TWN Info Service on WTO Issues (Oct03/6)
25 October 2003
Third World Network
Dear friends and colleagues
The Brazilian Foreign Minister, Mr Celson Amorim, was in Geneva a few days ago and gave a press briefing at the WTO.
Below is a report on the briefing by Goh Chien Yen of TWN.
with best wishes
G20 will stick together, says Brazil Foreign Minister
By Goh Chien Yen (TWN), Geneva, 23 October 2003
Brazilian Foreign Minister, Celso Amorim, has said that although some countries had left the Group of 20 developing countries (dealing with agriculture issues in the WTO), more countries would join the alliance when the negotiations begin again.
Speaking at a press briefing at the WTO on Wednesday evening, Mr Amorim said he was confident the G20 would stick together as it was a pragmatic group with concrete proposals. The group would also reach out to the poorer developing countries and take their concerns on board.
Mr Amorim was on a visit to Geneva where he attended a meeting of the G20, and also met with the Chairman of the General Council and the WTO Director General.
He said that the Director General recognizes that in order for there to be progress on the negotiations, the G20 has to be dealt with as one of the main interlocutors.
“I also had a rewarding meeting with the G20. There is a sense of unity and determination to work together towards a successful conclusion of the Round,” he said at the briefing.
However, it was pointed out that some countries have left the G20 and the cohesion of the group is questioned.
The Minister said, however, that he was confident that when the negotiations begin and gather pace, more countries will join the grouping. This is because, he pointed out “we are a pragmatic group, with concrete proposals.”
He later added that “the proof of the pudding is in the eating. In Cancun we stuck together. I don’t see any lack of cohesion on our proposal.”
It requires “skillful engineering” to bring together so many countries, he said. “People think we cannot do it, but we did.” He also revealed that he just came from India and had several meetings with different ministries of the Indian government. India is a member of the G20 grouping.
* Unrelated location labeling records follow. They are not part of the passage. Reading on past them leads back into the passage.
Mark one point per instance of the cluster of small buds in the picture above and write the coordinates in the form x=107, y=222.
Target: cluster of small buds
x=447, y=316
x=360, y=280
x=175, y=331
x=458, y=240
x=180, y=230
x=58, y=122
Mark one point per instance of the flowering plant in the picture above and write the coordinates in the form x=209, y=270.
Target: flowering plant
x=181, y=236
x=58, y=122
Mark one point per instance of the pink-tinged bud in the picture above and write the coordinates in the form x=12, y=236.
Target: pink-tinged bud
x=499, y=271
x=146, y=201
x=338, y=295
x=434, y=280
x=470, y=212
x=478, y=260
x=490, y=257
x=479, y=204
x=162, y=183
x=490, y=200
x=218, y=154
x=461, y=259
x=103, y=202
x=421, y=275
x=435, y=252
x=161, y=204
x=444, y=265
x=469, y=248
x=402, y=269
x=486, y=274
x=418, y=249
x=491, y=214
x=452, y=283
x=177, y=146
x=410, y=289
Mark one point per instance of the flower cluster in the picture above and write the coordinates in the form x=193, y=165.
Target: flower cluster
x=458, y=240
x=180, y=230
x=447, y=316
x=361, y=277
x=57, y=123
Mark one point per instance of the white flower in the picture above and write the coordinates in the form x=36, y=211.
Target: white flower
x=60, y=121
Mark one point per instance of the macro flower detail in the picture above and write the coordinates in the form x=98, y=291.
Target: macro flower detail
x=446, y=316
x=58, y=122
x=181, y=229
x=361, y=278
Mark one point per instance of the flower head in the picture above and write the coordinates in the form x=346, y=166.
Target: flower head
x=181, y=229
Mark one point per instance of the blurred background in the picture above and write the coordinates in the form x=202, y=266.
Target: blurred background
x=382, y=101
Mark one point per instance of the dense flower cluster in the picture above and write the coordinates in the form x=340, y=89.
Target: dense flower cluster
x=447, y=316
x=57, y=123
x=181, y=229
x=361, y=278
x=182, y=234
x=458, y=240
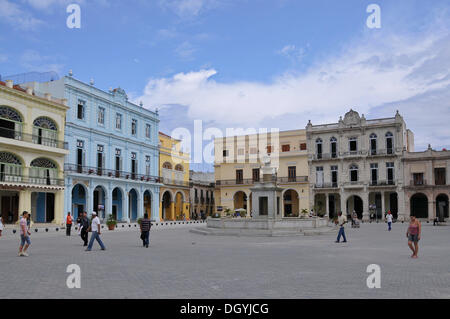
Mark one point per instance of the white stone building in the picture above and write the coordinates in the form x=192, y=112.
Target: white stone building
x=356, y=165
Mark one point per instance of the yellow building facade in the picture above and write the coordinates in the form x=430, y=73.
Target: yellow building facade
x=32, y=151
x=174, y=174
x=238, y=164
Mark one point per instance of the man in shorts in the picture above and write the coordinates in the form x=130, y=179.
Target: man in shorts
x=24, y=235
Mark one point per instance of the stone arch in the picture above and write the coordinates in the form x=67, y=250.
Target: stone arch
x=355, y=203
x=442, y=206
x=45, y=123
x=419, y=205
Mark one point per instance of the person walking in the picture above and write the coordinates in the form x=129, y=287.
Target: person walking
x=413, y=235
x=389, y=220
x=1, y=225
x=68, y=224
x=95, y=229
x=84, y=229
x=342, y=220
x=25, y=241
x=145, y=230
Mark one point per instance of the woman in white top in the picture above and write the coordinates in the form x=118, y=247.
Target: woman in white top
x=1, y=225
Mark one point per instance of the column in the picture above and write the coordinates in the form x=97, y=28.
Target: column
x=365, y=206
x=343, y=203
x=431, y=207
x=108, y=204
x=90, y=200
x=155, y=207
x=172, y=210
x=126, y=207
x=140, y=200
x=59, y=206
x=24, y=202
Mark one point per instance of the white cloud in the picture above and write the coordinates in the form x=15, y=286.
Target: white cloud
x=33, y=61
x=292, y=52
x=188, y=8
x=15, y=16
x=367, y=76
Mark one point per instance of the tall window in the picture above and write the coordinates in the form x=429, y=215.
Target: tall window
x=118, y=121
x=147, y=165
x=101, y=116
x=319, y=148
x=333, y=147
x=439, y=176
x=80, y=109
x=239, y=176
x=353, y=145
x=374, y=173
x=390, y=173
x=255, y=174
x=353, y=173
x=418, y=179
x=373, y=144
x=147, y=130
x=100, y=160
x=334, y=176
x=292, y=173
x=319, y=176
x=389, y=143
x=118, y=162
x=133, y=127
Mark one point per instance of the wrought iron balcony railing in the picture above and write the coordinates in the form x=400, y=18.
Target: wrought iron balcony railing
x=22, y=179
x=30, y=138
x=87, y=170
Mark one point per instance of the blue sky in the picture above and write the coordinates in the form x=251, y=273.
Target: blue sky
x=247, y=63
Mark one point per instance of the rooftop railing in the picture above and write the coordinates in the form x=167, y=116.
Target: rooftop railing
x=30, y=138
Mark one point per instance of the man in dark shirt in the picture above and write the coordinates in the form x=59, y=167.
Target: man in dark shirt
x=145, y=230
x=84, y=224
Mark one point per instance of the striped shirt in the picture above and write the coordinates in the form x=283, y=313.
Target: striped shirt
x=145, y=224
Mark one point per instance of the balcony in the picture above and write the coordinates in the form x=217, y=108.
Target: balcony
x=382, y=152
x=324, y=156
x=326, y=185
x=294, y=179
x=249, y=181
x=382, y=183
x=22, y=179
x=30, y=138
x=86, y=170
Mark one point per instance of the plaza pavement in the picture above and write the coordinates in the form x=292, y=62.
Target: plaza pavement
x=180, y=264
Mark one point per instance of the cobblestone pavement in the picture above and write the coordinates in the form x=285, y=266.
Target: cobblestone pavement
x=180, y=264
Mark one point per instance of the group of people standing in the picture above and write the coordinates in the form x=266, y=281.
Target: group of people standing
x=413, y=233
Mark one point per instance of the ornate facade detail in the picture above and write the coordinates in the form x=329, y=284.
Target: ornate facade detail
x=9, y=158
x=10, y=114
x=43, y=162
x=45, y=122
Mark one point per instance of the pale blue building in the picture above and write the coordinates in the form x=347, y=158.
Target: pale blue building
x=113, y=163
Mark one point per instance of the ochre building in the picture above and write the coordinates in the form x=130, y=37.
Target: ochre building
x=174, y=174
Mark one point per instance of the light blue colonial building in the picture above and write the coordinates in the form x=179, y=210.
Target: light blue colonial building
x=113, y=163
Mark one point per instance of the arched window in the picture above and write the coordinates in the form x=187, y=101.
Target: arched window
x=319, y=149
x=167, y=165
x=45, y=132
x=353, y=173
x=10, y=168
x=333, y=147
x=373, y=144
x=43, y=171
x=10, y=123
x=389, y=143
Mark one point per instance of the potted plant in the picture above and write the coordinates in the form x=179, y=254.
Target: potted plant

Amorim also pointed out that the needs of the poorest countries have to be taken into account in the negotiations. In this regard, “one of the thing, we discussed when I met with the G20 Ambassadors is that we will continue to reach out to the other groups. Everybody has to show some degree of generosity, and we are willing to do so as well, taking into consideration of the interests of the LDCs such as trade preference erosion. The time when a few countries can impose their own interests on all is finished.”
On whether the Mexican Foreign Minister Derbez’s text issued in Cancun would form the basis of further negotiations, the Brazilian Minister said that this would be a matter for deeper discussion. On agriculture specifically, while Derbez’s text is not the best from the G20’s point of view, the grouping “will not have difficulty on starting from where they left off.”
This he continued, is also indicative of the grouping’s flexibility in order to make progress on the agriculture issue, when asked whether the grouping was willing to adopt a give and take approach to the negotiations. He also pointed out that the developing countries have been giving for a long time. “We gave more than we took during the Uruguay Round.”
On the Singapore issues, the Minister reminded that Brazil is not a demandeur, and that within certain parameters, they may be willingly to discuss the issues. However, he pointed out that “there is a great number of countries that are not willing to. In today’s context, you cannot write a paper and ignore the concerns of 80 countries. That is not the way to do it.”
On a further question whether the Singapore issues are presently off the negotiating table, the Minister pointed out that the agenda of the current round is overloaded, “if some issues are left behind, that would help in the conclusion of a successful round.”